La Vierge Torcello à Santa Maria Assunta

La mosaïque de l’abside de la Cathédrale Santa Maria Assunta (1) située sur l’île de Torcello (Venise) représentant une Vierge à l’enfant, est une des représentations les plus typiques de la Vierge Hodighitria. Egon Sendler (2) écrit : « On peut dire que cette mosaïque est la plus belle représentation de l’Hodighitria parvenue jusqu’à nous, toute proche de l’image vénérée à Constantinople ».

La mosaïque d’origine date de la fin du XIIe siècle et a été souvent abîmée puis restaurée.

La Mère de Dieu est représentée debout, longiligne et majestueuse, sur un piédestal décoré, à l’intérieur d’une coupole recouverte d’un fond de tesselles d’or. Elle domine une procession des apôtres.

Marie apparaît jeune et paisible, complètement de face, tournée vers nous et revêtue de ses couleurs habituelles : une sorte de pourpre foncé pour le manteau et une tonalité tirant vers le bleu pour la robe. Sur son front et ses épaules, on distingue les étoiles qui évoquent sa virginité. De sa main droite elle désigne l’Enfant. Le Christ lève la tête vers sa mère et la regarde tout en faisant un geste de bénédiction avec sa main droite et tient le rouleau des Écritures dans l’autre main.
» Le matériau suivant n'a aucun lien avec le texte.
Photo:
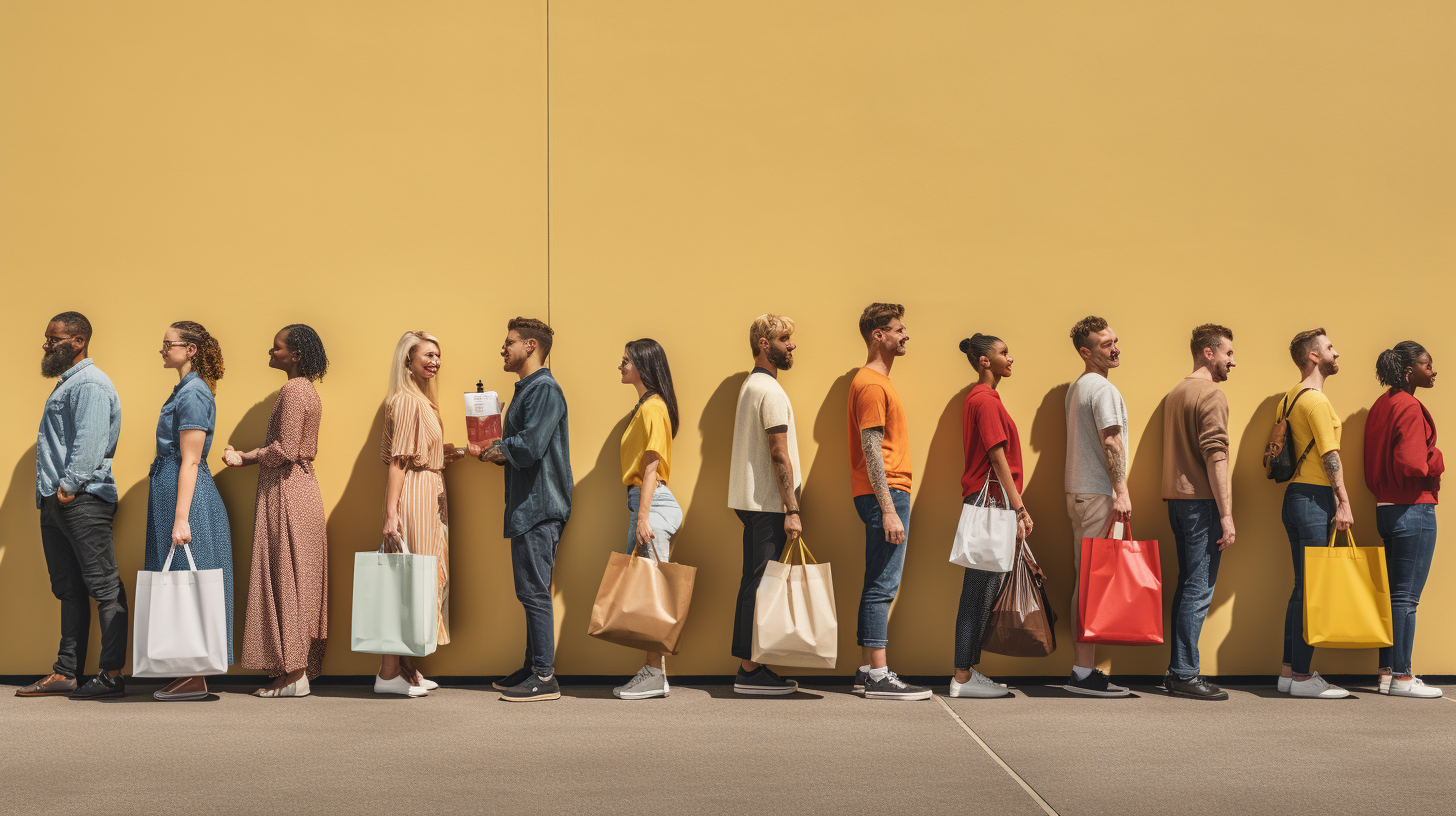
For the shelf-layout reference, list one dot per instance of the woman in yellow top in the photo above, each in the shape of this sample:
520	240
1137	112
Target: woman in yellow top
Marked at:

Icône sur tilleul, 2022, 13,5 x 38 cm

Dans la mosaïque d’origine, on l’a dit, Marie est seule dans l’abside et un large fond d’or l’entoure, car elle remplit tout de sa présence. Je cite encore Egon Sendler : « Elle est représentée toute seule dans cet espace, car la beauté intériorisée de cette figure n’est pas due au travail de l’artiste, mais à l’observation des règles de l’ancienne iconographie : la mosaïque montre l’image miraculeuse de l’Hodighitria, et pour cela elle doit se limiter à une seule figure ». Évidemment, pour passer de la mosaïque monumentale à l’icône, j’ai choisi cette planche qui insiste sur la verticalité de Marie (c’est un de mes sujets de réflexion favoris et j’y reviendrai). Cependant pour évoquer le modèle d’origine, j’ai essayé une technique que je n’avais encore jamais pratiquée : cirer le fond  de l’icône à l’or.

1. La cathédrale à l’architecture vénéto-byzantine est l’un des édifices religieux les plus anciens de la Vénétie (639)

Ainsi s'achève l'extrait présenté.